Conception subjective de la valeur : l'utilité
Le concept d'utilité, attribuant à chaque personne des goûts et des besoins différents, a la faveur de la grande majorité des économistes contemporains. L'origine de ce courant est ancienne. On peut le faire remonter à Démocrite, à St Thomas d'Aquin, et aux scolastiques espagnols.Les économistes classiques français
Étienne Bonnot de Condillac évoque l'exemple de la valeur d'un verre d'eau dans le désert pour montrer combien l'utilité et la valeur d'usage sont en réalité le fondement unique de la valeur. Turgot et Say reprennent la notion à leur compte. (Voir à la même époque les travaux du mathématicien Daniel Bernoulli.)École néoclassique
Les économistes marginalistes considèrent la valeur comme étant la mesure du désir qu'un agent économique éprouve pour un bien ou un service. C'est alors une appréciation subjective non mesurable, liée aux préférences de la personne compte tenu de sa situation actuelle. William Jevons développe lors d’un congrès en 1862 la notion de « degré final d’utilité » (utilité marginale). Pour reprendre l'exemple du verre d'eau, un homme assoiffé dans le désert est prêt à payer une « fortune » pour UN verre d'eau, un peu moins pour le deuxième quand il s'est déjà abreuvé, encore moins pour le troisième, etc., et ce indépendamment de sa valeur de production. William Jevons introduit donc une subjectivité dans la détermination de la valeur. La théorie néoclassique adopte cette conception de la valeur comme liée à l'utilité dégagée par la dernière unité échangée et à la satisfaction des autres besoins. La formation des prix ne dépend alors plus que de cette utilité marginale.La problématique de l'équilibre général, introduite par Léon Walras et développée dans son formalisme mathématique par Arrow et Debreu, est basée sur le concept d'utilité. Dans ce modèle les prix sont la conséquence de préférences individuelles modélisées par des fonction d'utilités.

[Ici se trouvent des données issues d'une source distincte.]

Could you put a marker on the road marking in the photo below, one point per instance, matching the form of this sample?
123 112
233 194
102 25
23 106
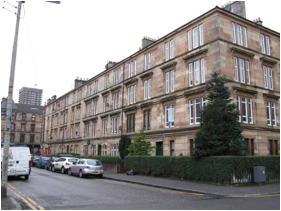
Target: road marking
26 201
33 202
253 196
41 208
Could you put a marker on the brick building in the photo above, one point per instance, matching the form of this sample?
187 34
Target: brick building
27 125
161 87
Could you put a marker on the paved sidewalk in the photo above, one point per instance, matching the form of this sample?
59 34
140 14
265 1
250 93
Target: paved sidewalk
196 187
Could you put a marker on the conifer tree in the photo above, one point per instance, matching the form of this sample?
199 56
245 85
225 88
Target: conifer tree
220 131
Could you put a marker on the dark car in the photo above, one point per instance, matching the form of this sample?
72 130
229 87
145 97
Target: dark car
34 160
50 163
41 163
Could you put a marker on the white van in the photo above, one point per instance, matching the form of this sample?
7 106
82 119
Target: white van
19 162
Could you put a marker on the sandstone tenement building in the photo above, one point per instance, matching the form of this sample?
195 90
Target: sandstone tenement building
161 88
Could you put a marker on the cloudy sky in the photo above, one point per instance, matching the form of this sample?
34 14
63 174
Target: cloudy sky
58 43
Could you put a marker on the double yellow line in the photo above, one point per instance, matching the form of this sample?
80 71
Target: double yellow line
32 204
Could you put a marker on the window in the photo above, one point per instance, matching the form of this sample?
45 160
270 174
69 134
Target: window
195 38
115 100
22 127
147 61
105 104
132 92
114 149
195 107
147 89
172 148
94 150
250 143
77 130
32 128
89 90
197 72
132 69
78 113
22 136
271 114
131 123
146 119
169 116
23 117
115 125
104 127
242 73
245 107
87 130
265 44
94 129
95 107
241 37
104 150
116 76
96 86
169 50
268 77
170 81
106 81
88 109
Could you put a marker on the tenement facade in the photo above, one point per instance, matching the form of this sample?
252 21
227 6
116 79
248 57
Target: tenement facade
161 88
26 125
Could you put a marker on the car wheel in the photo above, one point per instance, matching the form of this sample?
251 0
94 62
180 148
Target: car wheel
81 175
69 172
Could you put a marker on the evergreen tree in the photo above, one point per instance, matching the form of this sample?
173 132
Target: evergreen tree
140 147
220 131
124 143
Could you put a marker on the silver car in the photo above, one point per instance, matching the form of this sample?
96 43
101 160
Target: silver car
86 167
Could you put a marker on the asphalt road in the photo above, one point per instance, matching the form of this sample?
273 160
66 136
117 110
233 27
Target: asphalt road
54 191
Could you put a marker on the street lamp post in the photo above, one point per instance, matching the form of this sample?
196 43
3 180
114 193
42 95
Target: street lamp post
9 110
4 177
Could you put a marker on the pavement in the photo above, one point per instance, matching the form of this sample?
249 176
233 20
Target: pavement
258 190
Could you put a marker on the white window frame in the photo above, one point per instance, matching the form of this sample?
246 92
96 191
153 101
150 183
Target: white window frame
268 51
263 44
169 116
234 32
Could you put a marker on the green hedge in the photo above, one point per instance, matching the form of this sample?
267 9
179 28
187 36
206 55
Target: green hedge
212 169
105 159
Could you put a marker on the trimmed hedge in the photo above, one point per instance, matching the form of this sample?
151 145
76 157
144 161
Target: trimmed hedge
213 169
105 159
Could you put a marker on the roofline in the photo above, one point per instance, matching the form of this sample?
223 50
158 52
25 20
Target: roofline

L'école autrichienne d'économie, qui s'écarte de l'école néo-classique car refusant des méthodes scientifiques comme la formalisation de modèles mathématiques, développe plus avant une conception subjective de la valeur considérant que l'étude de la formation de la valeur relève de la psychologie et non de l'économie. « Le domaine de notre science est l’action humaine, pas les événements psychologiques qui résultent en une action » ou encore « L'économie commence là où la psychologie s'arrête » (Ludwig von Mises).